Anitta: Os meus fãs são maravilhosos e super preocupados comigo. Mas as meditações são feitas pela Larissa. Não é um trabalho artístico. Existe um outro lado meu que se interessa em buscar e saber mais sobre mim mesma.
g1 – Você é conhecida por ser muito estratégica e inteligente com a sua curso e tem muita coisa da vida da Larissa que você escolhe não compartilhar. Logo, por que você quis trazer a relação com a Max e com a espiritualidade para a sua imagem pública também? Porquê foi esse processo de decisão?
Anitta: A minha jornada de autoconhecimento tem sido extremamente transformadora, principalmente em relação ao processo de maduração. Hoje, eu me sinto confortável e segura para mostrar esses dois lados.
Max Tovar e Anitta produzem série de meditações guiadas para o livro ‘Musculatura da Espírito’, da cosmoterapeuta
Divulgação
A minha intenção com “Musculatura da Espírito” foi tentar fazer com que os aprendizados que eu tive pudessem chegar a mais pessoas. Simples que requer tempo e dedicação, mas vale muito a pena. Não quero proferir que a minha vida agora é um paraíso. Não é isso. Os dias difíceis existem, mas são encarados de outra forma, com mais leveza e munificência.
g1 – No prefácio, você fala muito do tema de arrogância e julgamento. Por que esses temas ressoaram tanto com você?

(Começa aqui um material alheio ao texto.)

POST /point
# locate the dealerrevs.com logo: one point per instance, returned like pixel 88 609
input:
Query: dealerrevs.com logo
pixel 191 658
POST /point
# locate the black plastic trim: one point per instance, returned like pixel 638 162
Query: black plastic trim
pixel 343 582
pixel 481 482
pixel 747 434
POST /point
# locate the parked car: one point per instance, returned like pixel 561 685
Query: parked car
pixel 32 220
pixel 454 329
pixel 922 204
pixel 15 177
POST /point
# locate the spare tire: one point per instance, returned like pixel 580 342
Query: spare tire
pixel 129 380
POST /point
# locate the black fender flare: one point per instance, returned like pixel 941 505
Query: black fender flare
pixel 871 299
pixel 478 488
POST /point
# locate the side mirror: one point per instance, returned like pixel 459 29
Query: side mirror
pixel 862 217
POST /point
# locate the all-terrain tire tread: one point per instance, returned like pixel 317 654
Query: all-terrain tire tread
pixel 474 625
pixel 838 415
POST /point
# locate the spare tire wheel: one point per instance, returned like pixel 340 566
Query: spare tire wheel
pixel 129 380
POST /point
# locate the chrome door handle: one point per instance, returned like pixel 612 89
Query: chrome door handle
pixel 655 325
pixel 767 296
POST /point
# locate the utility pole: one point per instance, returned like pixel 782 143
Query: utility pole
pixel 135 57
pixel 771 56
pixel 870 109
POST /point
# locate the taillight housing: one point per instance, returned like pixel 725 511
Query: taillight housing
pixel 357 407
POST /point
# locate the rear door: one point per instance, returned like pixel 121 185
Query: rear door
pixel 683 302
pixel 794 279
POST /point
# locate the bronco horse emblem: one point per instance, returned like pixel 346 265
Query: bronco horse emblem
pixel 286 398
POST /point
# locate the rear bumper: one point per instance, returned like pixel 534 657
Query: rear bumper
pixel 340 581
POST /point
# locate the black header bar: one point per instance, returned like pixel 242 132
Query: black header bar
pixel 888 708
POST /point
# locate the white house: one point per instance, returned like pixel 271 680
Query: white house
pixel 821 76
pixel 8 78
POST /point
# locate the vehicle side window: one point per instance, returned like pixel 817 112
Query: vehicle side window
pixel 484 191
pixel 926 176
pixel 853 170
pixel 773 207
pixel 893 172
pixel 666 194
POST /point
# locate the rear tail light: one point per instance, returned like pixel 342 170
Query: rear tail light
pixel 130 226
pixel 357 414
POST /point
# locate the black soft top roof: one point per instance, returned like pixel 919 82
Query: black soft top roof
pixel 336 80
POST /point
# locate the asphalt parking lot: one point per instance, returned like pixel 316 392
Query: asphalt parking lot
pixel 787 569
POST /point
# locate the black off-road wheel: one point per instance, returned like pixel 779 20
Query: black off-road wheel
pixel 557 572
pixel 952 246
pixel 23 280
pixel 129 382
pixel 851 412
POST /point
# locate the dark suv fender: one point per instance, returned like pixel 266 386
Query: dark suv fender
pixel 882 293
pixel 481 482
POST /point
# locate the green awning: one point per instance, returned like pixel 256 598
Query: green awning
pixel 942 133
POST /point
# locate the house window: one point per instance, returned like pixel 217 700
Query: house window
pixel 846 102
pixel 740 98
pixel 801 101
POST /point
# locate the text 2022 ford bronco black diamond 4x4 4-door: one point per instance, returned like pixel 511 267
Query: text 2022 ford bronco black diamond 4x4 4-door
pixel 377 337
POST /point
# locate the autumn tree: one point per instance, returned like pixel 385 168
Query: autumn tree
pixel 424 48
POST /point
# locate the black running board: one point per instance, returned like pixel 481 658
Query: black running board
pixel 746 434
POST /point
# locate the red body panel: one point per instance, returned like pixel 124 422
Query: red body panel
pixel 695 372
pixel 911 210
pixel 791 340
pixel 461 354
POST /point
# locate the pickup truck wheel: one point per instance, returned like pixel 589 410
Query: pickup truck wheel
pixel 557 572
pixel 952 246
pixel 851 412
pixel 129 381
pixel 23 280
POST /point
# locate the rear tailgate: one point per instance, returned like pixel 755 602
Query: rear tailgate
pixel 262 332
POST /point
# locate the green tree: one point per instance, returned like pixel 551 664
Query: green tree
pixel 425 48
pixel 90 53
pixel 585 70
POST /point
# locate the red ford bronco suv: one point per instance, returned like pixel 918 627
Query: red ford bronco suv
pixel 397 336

Anitta: Acho que vem muito de um momento em que a minha curso era tudo que importava. Era porquê se não existisse mais zero. E por conta disso, eu me sobrecarreguei, me desequilibrei e a minha saúde pediu socorro.
Quando a gente vive dessa maneira, se torna muito difícil enxergar o que realmente importa. Tudo é urgente, tudo é para ontem, tudo é alguma coisa. Isso te prende em certos jeitos de fazer as coisas que você nem percebe. A gente começa a entrar em um ciclo de frustração, raiva e culpa que não faz muito a nós mesmos e a quem está ao nosso volta.

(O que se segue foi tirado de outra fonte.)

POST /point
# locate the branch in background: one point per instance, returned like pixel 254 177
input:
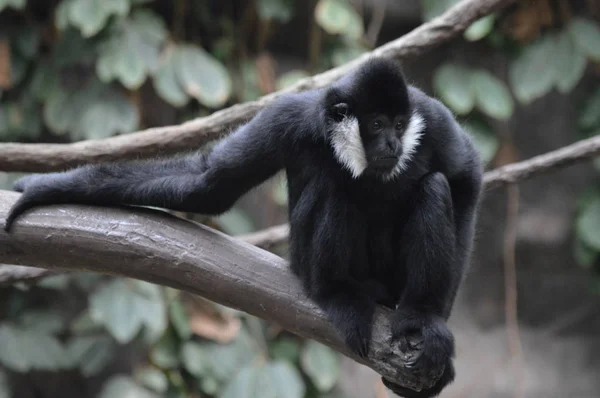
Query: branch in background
pixel 195 133
pixel 511 173
pixel 563 157
pixel 153 246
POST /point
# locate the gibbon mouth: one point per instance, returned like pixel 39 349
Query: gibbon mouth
pixel 384 162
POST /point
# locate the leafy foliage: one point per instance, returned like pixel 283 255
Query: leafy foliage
pixel 132 51
pixel 125 306
pixel 464 89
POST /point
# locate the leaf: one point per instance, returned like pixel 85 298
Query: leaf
pixel 165 354
pixel 124 306
pixel 91 353
pixel 585 34
pixel 587 224
pixel 153 379
pixel 56 282
pixel 243 385
pixel 534 72
pixel 584 255
pixel 286 349
pixel 23 350
pixel 202 76
pixel 5 390
pixel 235 222
pixel 48 321
pixel 343 55
pixel 89 16
pixel 286 379
pixel 132 51
pixel 91 111
pixel 16 4
pixel 570 63
pixel 480 28
pixel 279 10
pixel 321 364
pixel 194 359
pixel 484 139
pixel 226 359
pixel 166 82
pixel 589 117
pixel 208 322
pixel 454 86
pixel 209 385
pixel 492 96
pixel 273 380
pixel 338 17
pixel 434 8
pixel 124 387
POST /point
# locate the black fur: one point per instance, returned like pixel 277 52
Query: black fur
pixel 355 242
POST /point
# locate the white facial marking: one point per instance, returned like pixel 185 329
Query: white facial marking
pixel 348 147
pixel 410 142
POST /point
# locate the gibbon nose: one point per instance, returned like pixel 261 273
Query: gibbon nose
pixel 392 145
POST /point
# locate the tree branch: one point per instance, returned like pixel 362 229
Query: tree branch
pixel 511 173
pixel 195 133
pixel 153 246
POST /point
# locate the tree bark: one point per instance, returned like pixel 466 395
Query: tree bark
pixel 156 247
pixel 193 134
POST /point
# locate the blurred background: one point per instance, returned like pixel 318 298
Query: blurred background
pixel 522 81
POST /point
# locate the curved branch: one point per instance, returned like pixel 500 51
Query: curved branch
pixel 153 246
pixel 195 133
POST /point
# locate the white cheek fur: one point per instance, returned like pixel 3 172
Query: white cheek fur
pixel 348 147
pixel 410 142
pixel 349 150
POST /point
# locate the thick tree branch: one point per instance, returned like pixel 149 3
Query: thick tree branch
pixel 193 134
pixel 563 157
pixel 156 247
pixel 512 173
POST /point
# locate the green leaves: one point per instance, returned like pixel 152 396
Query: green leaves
pixel 484 139
pixel 133 49
pixel 590 115
pixel 453 84
pixel 189 71
pixel 272 380
pixel 462 89
pixel 16 4
pixel 23 350
pixel 492 95
pixel 570 63
pixel 555 60
pixel 91 353
pixel 5 390
pixel 124 386
pixel 124 306
pixel 533 73
pixel 93 111
pixel 434 8
pixel 587 223
pixel 280 10
pixel 321 364
pixel 337 17
pixel 89 16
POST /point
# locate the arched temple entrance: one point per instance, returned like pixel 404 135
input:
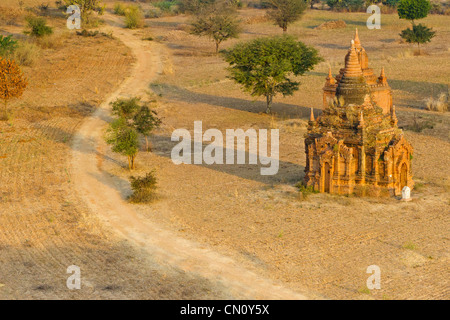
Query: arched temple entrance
pixel 403 176
pixel 327 177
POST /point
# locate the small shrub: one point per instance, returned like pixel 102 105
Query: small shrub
pixel 43 7
pixel 153 13
pixel 134 17
pixel 7 46
pixel 119 9
pixel 10 16
pixel 50 42
pixel 86 33
pixel 440 104
pixel 26 53
pixel 391 3
pixel 304 190
pixel 38 26
pixel 143 188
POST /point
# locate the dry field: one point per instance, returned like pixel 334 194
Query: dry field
pixel 322 244
pixel 44 226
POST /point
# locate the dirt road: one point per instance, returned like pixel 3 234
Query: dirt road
pixel 101 193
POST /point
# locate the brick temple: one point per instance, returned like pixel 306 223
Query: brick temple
pixel 355 141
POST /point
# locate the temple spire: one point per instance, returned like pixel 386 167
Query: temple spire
pixel 394 119
pixel 352 65
pixel 361 120
pixel 382 78
pixel 357 41
pixel 330 79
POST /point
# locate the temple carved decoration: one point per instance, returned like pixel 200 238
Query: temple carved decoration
pixel 356 141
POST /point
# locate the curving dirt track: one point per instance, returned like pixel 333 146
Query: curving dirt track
pixel 100 192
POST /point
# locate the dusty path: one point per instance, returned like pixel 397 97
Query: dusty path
pixel 100 192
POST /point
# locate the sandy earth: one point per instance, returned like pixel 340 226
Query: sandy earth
pixel 101 194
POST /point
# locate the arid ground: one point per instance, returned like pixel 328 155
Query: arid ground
pixel 218 231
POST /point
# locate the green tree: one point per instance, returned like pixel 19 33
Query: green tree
pixel 350 5
pixel 12 82
pixel 86 8
pixel 264 66
pixel 125 108
pixel 143 188
pixel 418 34
pixel 145 121
pixel 413 9
pixel 285 12
pixel 219 24
pixel 194 6
pixel 124 140
pixel 38 26
pixel 391 3
pixel 7 46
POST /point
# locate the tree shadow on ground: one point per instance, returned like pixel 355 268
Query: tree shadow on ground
pixel 288 172
pixel 176 93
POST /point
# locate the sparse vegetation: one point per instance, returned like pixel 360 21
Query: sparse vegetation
pixel 87 7
pixel 346 5
pixel 263 66
pixel 134 118
pixel 413 9
pixel 418 34
pixel 305 191
pixel 143 188
pixel 12 83
pixel 7 46
pixel 26 53
pixel 38 26
pixel 285 12
pixel 119 9
pixel 123 138
pixel 218 23
pixel 440 104
pixel 134 17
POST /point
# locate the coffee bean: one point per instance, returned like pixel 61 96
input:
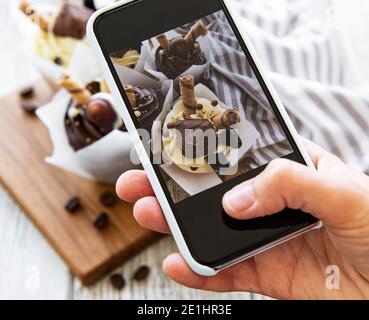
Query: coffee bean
pixel 108 199
pixel 117 281
pixel 29 106
pixel 100 221
pixel 141 273
pixel 27 93
pixel 58 61
pixel 89 4
pixel 73 204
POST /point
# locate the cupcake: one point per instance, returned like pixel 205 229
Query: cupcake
pixel 147 104
pixel 188 126
pixel 175 56
pixel 59 31
pixel 90 114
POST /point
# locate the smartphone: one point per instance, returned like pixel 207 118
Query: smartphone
pixel 183 73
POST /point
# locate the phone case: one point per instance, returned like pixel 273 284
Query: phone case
pixel 145 161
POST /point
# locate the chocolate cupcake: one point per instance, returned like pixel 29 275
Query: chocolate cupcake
pixel 90 114
pixel 146 103
pixel 175 56
pixel 69 21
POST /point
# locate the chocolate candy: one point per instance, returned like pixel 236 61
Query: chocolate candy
pixel 179 57
pixel 58 61
pixel 117 281
pixel 141 273
pixel 108 199
pixel 73 204
pixel 146 104
pixel 101 220
pixel 27 93
pixel 29 106
pixel 71 21
pixel 101 114
pixel 94 87
pixel 86 125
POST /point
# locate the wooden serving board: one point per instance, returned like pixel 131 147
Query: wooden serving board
pixel 42 190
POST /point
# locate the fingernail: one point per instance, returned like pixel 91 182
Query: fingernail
pixel 239 199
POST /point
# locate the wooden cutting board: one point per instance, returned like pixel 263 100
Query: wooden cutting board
pixel 42 190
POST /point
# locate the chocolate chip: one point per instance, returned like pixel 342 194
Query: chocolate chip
pixel 100 221
pixel 27 93
pixel 29 106
pixel 94 87
pixel 58 61
pixel 141 273
pixel 108 199
pixel 117 281
pixel 73 204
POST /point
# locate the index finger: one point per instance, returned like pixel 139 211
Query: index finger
pixel 134 185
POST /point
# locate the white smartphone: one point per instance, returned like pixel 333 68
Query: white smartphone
pixel 203 118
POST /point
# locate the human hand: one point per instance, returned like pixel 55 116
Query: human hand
pixel 334 193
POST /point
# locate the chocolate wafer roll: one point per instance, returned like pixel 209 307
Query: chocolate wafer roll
pixel 196 31
pixel 131 95
pixel 226 119
pixel 79 93
pixel 187 88
pixel 163 41
pixel 35 17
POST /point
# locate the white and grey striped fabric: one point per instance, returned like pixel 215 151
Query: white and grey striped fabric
pixel 311 70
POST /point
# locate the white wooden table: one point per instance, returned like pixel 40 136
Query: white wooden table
pixel 30 269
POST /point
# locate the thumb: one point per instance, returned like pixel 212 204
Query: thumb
pixel 286 184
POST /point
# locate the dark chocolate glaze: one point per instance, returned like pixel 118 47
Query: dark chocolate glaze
pixel 72 20
pixel 149 105
pixel 80 131
pixel 179 57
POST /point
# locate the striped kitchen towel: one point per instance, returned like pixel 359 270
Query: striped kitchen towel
pixel 311 70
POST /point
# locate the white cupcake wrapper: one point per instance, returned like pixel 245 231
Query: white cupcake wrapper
pixel 101 161
pixel 148 56
pixel 193 183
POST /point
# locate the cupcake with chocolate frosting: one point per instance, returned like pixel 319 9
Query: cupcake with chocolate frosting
pixel 90 114
pixel 146 104
pixel 189 125
pixel 59 31
pixel 175 56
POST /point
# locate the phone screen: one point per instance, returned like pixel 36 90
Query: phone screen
pixel 197 98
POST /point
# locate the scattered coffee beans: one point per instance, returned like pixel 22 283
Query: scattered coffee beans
pixel 117 281
pixel 27 93
pixel 100 221
pixel 58 61
pixel 141 273
pixel 108 199
pixel 29 106
pixel 73 204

g1 – Você teve qualquer aprendizagem técnico, sobre voz e gravação, ao gravar as meditações guiadas? Um pouco que queira levar para a música?

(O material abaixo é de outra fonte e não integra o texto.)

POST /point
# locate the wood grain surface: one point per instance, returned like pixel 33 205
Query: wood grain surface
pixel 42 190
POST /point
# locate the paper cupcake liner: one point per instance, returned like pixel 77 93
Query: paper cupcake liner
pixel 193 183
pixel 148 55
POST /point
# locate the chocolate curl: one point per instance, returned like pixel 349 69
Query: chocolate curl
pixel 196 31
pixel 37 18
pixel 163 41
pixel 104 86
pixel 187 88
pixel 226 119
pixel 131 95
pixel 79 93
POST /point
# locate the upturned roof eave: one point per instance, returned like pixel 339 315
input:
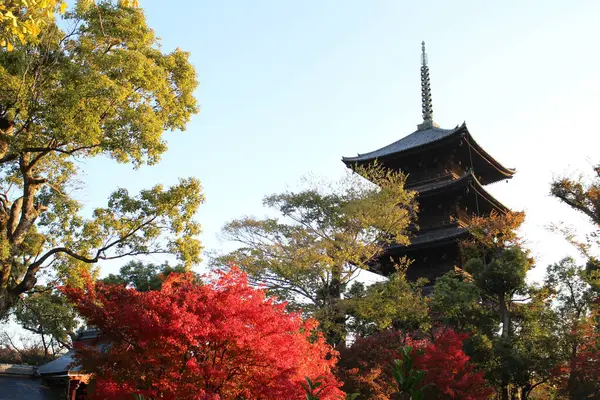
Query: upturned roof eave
pixel 375 154
pixel 467 179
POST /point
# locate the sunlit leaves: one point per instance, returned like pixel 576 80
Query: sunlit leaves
pixel 220 340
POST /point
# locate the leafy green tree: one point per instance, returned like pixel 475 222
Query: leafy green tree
pixel 104 88
pixel 324 236
pixel 143 277
pixel 393 303
pixel 48 314
pixel 22 21
pixel 511 324
pixel 574 301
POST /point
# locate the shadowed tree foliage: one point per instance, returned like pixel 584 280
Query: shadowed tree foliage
pixel 393 303
pixel 323 236
pixel 104 88
pixel 49 315
pixel 143 277
pixel 22 21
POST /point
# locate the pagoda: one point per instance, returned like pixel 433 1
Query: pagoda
pixel 448 170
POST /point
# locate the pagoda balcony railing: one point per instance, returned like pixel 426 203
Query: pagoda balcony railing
pixel 423 183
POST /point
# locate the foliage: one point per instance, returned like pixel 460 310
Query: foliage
pixel 325 235
pixel 143 277
pixel 394 302
pixel 580 195
pixel 104 88
pixel 47 313
pixel 28 353
pixel 365 367
pixel 491 234
pixel 191 341
pixel 22 21
pixel 407 379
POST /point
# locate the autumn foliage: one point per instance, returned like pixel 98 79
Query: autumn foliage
pixel 364 366
pixel 220 340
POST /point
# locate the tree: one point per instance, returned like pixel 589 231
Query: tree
pixel 446 370
pixel 580 195
pixel 575 307
pixel 189 341
pixel 102 89
pixel 324 237
pixel 48 314
pixel 143 277
pixel 22 21
pixel 517 358
pixel 393 303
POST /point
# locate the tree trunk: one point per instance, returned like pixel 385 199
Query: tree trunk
pixel 335 332
pixel 7 301
pixel 504 389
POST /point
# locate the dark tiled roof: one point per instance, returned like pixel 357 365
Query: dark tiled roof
pixel 60 365
pixel 26 388
pixel 414 140
pixel 431 237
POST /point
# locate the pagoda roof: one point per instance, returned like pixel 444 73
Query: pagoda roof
pixel 424 139
pixel 415 140
pixel 433 237
pixel 467 179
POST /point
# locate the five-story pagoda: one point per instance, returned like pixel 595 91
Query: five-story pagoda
pixel 448 170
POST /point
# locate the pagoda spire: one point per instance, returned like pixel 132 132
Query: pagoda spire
pixel 426 102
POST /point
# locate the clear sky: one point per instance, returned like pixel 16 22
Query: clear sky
pixel 289 87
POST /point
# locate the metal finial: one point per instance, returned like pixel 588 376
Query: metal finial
pixel 425 87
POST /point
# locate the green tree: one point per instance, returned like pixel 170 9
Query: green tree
pixel 47 313
pixel 22 21
pixel 143 277
pixel 574 302
pixel 324 236
pixel 104 88
pixel 393 303
pixel 511 323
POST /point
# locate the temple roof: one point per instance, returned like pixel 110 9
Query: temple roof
pixel 424 139
pixel 431 237
pixel 467 179
pixel 414 140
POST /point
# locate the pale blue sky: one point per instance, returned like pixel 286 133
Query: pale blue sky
pixel 288 88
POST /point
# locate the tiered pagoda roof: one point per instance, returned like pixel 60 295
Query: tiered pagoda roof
pixel 448 169
pixel 423 140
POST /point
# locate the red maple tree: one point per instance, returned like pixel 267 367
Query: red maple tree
pixel 448 369
pixel 365 366
pixel 220 340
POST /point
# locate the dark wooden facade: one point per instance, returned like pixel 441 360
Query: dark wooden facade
pixel 448 170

Anitta: Esse processo de narração das meditações para o livro me mostrou ainda mais o poder de concentração e força que elas têm. Eu meio que já sabia, porque sou adepta há alguns anos e fazem segmento da minha rotina, mas, dessa vez, mexeu comigo em outro lugar. Eu definitivamente vou levar esse aprendizagem para a minha vida.